After ten years under the same command, a new principal arrived to our middle school. He had spent the previous 15 years at the elementary level in the southern most part of our district. This school housed the lowest and poorest population in our district. At first , the principal, often underestimated the abilities and sophistication of the middle school crowd. However, he was a wonderful, kind gentleman and a real dedicated leader. We were very pleased to be able to work with him. He was positive and always on the lookout for acts of positive behavior from his pupils. Eventually, his manner won over even some hard-core members of our school.
Our principal set goals and expected them to be met. One term we were promoting how to improve the writing of book reports. I was teaching a special education class, that year, with six reading levels! I chose to read a story about Thanksgiving . Some of you are familiar with a Hallmark production similar to this book. I started reading this medium sized paperback out loud one month before Thanksgiving. Half in jest, I let my principal know that I wouldn't finish 'til after Easter at the pace we were going. Each afternoon, I would write questions on the board and the pupils had to answer these in their writing tablets. By the time the class was finished their writing; a very thorough book report would have been written, I hoped.

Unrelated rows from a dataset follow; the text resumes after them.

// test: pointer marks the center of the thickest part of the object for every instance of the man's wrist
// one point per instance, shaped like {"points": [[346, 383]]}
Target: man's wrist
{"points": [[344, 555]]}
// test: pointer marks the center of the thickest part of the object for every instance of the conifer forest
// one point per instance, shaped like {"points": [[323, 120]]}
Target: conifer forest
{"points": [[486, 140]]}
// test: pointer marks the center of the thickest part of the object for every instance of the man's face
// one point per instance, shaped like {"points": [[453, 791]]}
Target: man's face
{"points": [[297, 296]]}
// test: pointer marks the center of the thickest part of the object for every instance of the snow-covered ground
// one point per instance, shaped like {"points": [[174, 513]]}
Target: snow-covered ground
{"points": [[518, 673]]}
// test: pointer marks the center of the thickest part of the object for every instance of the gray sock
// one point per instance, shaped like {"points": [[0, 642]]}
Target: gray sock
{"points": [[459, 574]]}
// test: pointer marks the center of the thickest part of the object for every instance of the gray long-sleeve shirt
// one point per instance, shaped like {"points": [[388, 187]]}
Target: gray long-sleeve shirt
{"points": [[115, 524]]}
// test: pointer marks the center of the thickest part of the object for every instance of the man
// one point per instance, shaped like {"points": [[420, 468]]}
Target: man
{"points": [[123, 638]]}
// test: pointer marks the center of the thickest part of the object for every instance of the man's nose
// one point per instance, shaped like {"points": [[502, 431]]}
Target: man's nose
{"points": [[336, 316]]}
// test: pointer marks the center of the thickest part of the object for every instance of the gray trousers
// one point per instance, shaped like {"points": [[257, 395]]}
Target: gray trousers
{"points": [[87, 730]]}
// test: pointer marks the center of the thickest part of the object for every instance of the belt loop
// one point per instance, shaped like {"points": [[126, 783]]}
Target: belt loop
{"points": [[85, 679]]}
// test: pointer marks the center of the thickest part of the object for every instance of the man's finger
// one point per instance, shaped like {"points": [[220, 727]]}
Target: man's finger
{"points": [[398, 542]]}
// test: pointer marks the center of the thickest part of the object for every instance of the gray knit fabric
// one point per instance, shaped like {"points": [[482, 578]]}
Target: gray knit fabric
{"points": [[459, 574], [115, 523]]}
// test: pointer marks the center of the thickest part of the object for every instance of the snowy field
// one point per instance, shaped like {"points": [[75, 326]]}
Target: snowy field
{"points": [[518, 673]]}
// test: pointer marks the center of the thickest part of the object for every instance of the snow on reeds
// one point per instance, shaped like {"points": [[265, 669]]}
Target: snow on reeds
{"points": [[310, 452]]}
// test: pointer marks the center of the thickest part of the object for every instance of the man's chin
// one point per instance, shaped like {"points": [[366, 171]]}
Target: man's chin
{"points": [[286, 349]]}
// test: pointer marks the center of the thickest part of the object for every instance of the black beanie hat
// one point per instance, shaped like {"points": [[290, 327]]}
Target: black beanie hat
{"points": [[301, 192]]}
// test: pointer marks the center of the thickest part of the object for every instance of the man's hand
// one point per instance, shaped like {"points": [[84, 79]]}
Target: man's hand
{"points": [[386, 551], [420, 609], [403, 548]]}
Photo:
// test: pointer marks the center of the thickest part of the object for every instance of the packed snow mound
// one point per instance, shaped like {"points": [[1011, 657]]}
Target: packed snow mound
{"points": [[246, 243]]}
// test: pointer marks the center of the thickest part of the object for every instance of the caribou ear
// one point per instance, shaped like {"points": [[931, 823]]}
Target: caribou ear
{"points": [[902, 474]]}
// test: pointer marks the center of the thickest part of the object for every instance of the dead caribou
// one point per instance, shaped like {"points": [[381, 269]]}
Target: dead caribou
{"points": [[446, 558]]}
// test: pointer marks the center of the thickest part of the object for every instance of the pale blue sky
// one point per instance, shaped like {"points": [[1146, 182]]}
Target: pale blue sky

Two students were almost non-readers, the class in general, was two years behind their expected 6th grade level. But they loved the story and started to write with real fervor. However, to make sure everyone understood what I was reading; I would stop and ask questions of my writers during each reading session. This also kept everyone on their toes and insured active listeners.
This day a detailed description about the lake was being read and was important to the understanding of the next few pages. So I asked, "If everyone knew what cattails were"? Something was hidden in them. My oldest pupil and very reluctant reader called out, "Shoot, Mrs. Fed, everyone knows that's the part on the back of a cat." I almost fell off my chair laughing. After regaining my composure , I told the class that they had provided a "Teachable Moment". Of course, after I calmed down , I drew the physical description of the plant on the board. Quite a few 'light bulbs' turned on after that explanation.
Before I left for the day , I shared my story with the principal. He commented, "It's amazing how as teachers we believe, students understand our words, when many,many times they may not."